Sous la peau qui redevint rose
Le sang courut, son œil brilla,
Et sur sa bouche demi-close
Un sourire se réveilla.

Elle avait levé sa voilette,
Son sein tout ému palpitait ;
Une senteur de violette
De son corsage ouvert montait…

Lui, rempli d’audaces nouvelles,
Fut tenté de mettre un baiser
Sur ces yeux aux claires prunelles…
Mais il s’arrêta sans oser.

Le baiser resta sur sa lèvre ;
Il craignit de jeter d’abord
Cette note pleine de fièvre
Dans cet harmonieux accord,

Et sage, il sut avec délice
Savourer ce rare bonheur,
D’aspirer au bord du calice
Le parfum sans froisser la fleur.

II. — MYTHOLOGIE.


C’était au bois, en mars, et le merle sifflait.
Elle allait devant moi, délicate et mignonne,
Et sa main me montra dans l’ombre une anémone
Rose, auprès de ses sœurs blanches comme du lait.

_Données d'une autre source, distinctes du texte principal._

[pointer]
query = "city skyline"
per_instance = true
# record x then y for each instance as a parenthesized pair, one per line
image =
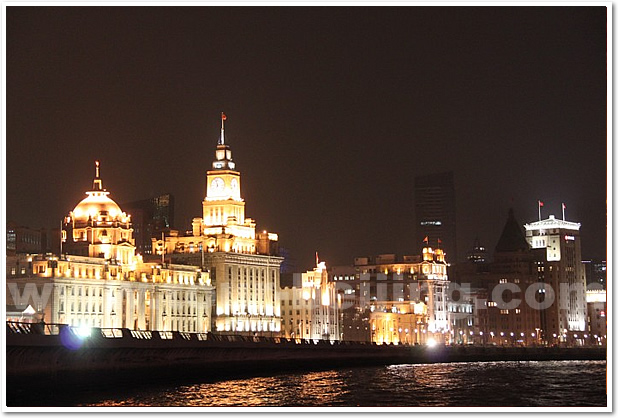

Je lui contai la fable antique : — le filet
D’où s’élance le dieu que la haine aiguillonne,
Adonis qui se meurt et l’herbe qui fleuronne,
Empourprée, à la place où son sang pur coulait.

Elle écoutait… Soudain aux ronces de la haie
Son doigt meurtri saigna… Ma bouche sur la plaie
Comme un vin capiteux but la rouge liqueur.

Goutte à goutte, le sang tomba dans ma poitrine,
Et, comme aux temps lointains de la fable divine,
La pourpre fleur d’amour s’entr’ouvrit dans mon cœur.